You should consider feeding in a separate enclosure if impacting is an issue for you.


----------



## KRS one (May 28, 2004)

Mettle said:


> You should consider feeding in a separate enclosure if impacting is an issue for you.


 I do feed in separate enclosure, im just looking for what is the most natural thing for the sand boa but still dont want chances of impaction...ive never used sand at home or even at work with any of our reptiles, i would normally use aspen but i need somthing that will hold a good burrow for the boa but be natural looking at the same time..


----------



## Mettle (Dec 29, 2003)

Why is it so imperative that it be natural looking? You have your corns on aspen.

Just curious.


----------



## KRS one (May 28, 2004)

its for the snake i really dig it and really want to make a badass terrium youknow maybe even some live plants and what not... i used aspen for the corns that i breed its easy maintance for me... im sorry for the confusion...


----------



## Mettle (Dec 29, 2003)

No confusion. Was just curious.









Give the sand/soil a try. Let us know how it works.

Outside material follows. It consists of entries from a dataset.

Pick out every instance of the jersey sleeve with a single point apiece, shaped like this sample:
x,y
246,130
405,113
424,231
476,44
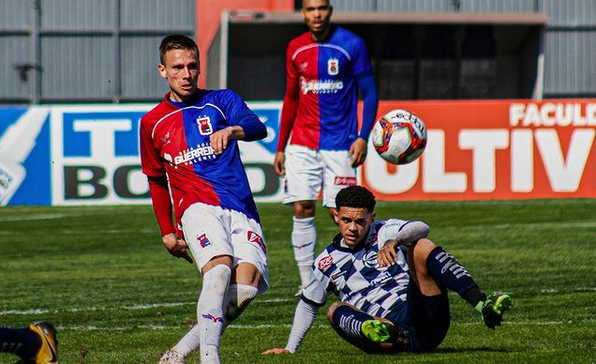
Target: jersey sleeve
x,y
238,113
290,103
151,162
360,61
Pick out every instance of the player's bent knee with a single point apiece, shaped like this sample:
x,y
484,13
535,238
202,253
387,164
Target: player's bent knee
x,y
238,297
422,249
332,309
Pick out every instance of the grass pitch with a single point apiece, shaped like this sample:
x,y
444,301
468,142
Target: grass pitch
x,y
101,275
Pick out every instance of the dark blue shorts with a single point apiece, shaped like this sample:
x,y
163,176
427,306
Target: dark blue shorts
x,y
426,318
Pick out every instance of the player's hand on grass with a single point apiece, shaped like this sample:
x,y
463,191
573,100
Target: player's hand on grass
x,y
387,254
358,152
276,351
278,164
176,246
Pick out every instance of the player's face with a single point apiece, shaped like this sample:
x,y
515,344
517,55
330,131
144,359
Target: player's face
x,y
317,16
353,223
181,70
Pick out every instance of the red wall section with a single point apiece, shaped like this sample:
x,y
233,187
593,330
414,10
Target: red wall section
x,y
513,149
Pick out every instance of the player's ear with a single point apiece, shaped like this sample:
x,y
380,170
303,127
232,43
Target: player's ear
x,y
162,70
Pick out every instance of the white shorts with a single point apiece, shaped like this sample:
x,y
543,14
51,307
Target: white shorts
x,y
210,231
309,170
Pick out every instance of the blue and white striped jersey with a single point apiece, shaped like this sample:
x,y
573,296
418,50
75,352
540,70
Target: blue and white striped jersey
x,y
354,276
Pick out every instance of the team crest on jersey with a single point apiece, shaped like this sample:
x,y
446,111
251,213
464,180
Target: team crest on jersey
x,y
255,238
325,262
205,127
203,240
332,66
344,181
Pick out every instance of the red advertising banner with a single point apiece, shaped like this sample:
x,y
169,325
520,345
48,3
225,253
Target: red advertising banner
x,y
481,150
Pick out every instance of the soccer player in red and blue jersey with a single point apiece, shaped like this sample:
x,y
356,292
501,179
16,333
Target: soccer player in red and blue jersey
x,y
189,152
319,145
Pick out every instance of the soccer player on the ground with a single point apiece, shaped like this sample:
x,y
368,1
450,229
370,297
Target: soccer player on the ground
x,y
35,344
189,152
325,67
391,282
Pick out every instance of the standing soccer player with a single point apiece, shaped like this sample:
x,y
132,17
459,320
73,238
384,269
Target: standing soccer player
x,y
325,67
189,152
391,282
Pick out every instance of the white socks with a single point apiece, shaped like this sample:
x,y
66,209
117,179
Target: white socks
x,y
304,243
238,297
210,312
189,342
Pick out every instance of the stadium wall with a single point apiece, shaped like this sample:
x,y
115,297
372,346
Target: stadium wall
x,y
512,149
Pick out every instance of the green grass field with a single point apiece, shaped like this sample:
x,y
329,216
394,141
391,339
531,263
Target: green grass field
x,y
117,297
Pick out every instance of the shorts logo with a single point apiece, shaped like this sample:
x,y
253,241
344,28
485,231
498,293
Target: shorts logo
x,y
345,181
204,124
255,238
370,259
332,66
203,240
325,262
212,318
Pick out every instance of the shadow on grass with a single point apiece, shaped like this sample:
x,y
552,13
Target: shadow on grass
x,y
467,350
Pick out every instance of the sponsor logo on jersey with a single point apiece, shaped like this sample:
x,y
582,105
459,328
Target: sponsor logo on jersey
x,y
332,66
370,259
336,276
320,86
202,152
204,124
344,181
203,240
255,238
325,262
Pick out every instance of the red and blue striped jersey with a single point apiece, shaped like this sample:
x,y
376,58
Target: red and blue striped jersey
x,y
325,73
175,141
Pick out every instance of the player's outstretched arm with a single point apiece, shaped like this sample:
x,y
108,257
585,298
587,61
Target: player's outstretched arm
x,y
358,152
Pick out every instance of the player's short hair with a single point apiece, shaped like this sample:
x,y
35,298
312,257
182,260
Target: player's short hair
x,y
176,41
355,196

And most importantly - take pics.


----------



## TimmyTeam (Jun 20, 2003)

kenyan sand boa's are really cool and docile...good choice.


----------



## KRS one (May 28, 2004)

well im going to use eco earth with the calcisand mix ill post pics later tonight or tomorrow...


----------



## KRS one (May 28, 2004)

well he is in there with the snad/soil he seems to like it very active and making burrows and what not i will post pics tomorrow...


----------



## dark FrOsT (Sep 23, 2006)

cool cant wait to see some pics


----------



## Mettle (Dec 29, 2003)

Sounds very cool. Can't wait to see those pics.

How often do you plan on changing out the substrate?


----------